This sculpture has been tentatively identified as Aiyanar, one of the disciples of the Hindu god Shiva who was worshipped in south India and Sri Lanka. The name Aiyanar is Tamil, meaning "he who commands." Aiyanar was a huntsman who was believed to protect travelers and guard reservoirs, particularly at night. Comparisons with other known sculptures of this deity suggest that the right arm of this figure was resting on his knee while his left hung down.

This sculpture is reputed to have been discovered at Si Thep, in the north-central part of Thailand, and it is made of graywacke, a variety of sandstone often used in sculptures attributed to this site. Si Thep is located between two regions that are known to have been centers of Mon power and a region that is believed to have been an important center of Khmer culture prior to the development farther south of the Khmer empire during the 10th century. There is some textual evidence for the role played by the Khmers in the establishment of Si Thep. Moreover, the prevalence of Hindu imagery in the sculpture from this site also points to the Khmer rather than Mon tradition.

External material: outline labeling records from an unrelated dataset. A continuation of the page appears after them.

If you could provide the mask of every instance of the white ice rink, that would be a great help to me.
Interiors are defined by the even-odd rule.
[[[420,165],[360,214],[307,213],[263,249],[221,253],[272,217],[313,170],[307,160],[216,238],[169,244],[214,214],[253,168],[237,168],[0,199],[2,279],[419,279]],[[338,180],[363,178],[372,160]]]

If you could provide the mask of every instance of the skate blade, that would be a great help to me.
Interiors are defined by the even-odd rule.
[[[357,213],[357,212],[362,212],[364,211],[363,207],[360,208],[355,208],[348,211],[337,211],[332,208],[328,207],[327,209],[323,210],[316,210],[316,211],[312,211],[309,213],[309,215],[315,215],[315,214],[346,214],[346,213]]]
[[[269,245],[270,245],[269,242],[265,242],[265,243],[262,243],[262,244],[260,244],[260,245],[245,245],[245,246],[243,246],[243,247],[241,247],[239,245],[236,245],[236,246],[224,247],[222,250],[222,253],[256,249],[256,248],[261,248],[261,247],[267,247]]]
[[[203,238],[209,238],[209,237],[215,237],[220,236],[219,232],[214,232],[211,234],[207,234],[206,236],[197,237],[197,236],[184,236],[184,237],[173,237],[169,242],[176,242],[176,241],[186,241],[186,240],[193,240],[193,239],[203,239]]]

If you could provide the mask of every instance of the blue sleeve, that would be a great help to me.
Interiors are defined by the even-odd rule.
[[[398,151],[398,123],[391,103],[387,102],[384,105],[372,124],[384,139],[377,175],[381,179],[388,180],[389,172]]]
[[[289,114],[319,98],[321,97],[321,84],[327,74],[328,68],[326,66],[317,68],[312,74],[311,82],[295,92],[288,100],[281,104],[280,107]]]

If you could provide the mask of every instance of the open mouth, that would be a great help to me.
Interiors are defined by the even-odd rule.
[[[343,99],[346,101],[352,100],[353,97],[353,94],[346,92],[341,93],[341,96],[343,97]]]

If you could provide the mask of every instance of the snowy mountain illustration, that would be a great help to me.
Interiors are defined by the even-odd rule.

Sculptures from Si Thep are characterized by strong, clearly delineated physiques, dramatic poses, and the minimal attention paid to their garments. For example, the thin line at this figure's waist indicates that he wore a short skirtlike garment. This style of sculpture is found at Si Thep and at sites that in fact are associated with some of the earliest traditions of Cambodian sculpture, or perhaps more carefully stated, Khmer as opposed to Mon sculpture. The relationship between these two strong traditions is one of the more perplexing and unresolved issues in the history of art in Thailand and Cambodia.

Related Document Description: Asia Society. Handbook of the Mr. and Mrs. John D. Rockefeller 3rd Collection. New York: Asia Society, [1981], p. 37.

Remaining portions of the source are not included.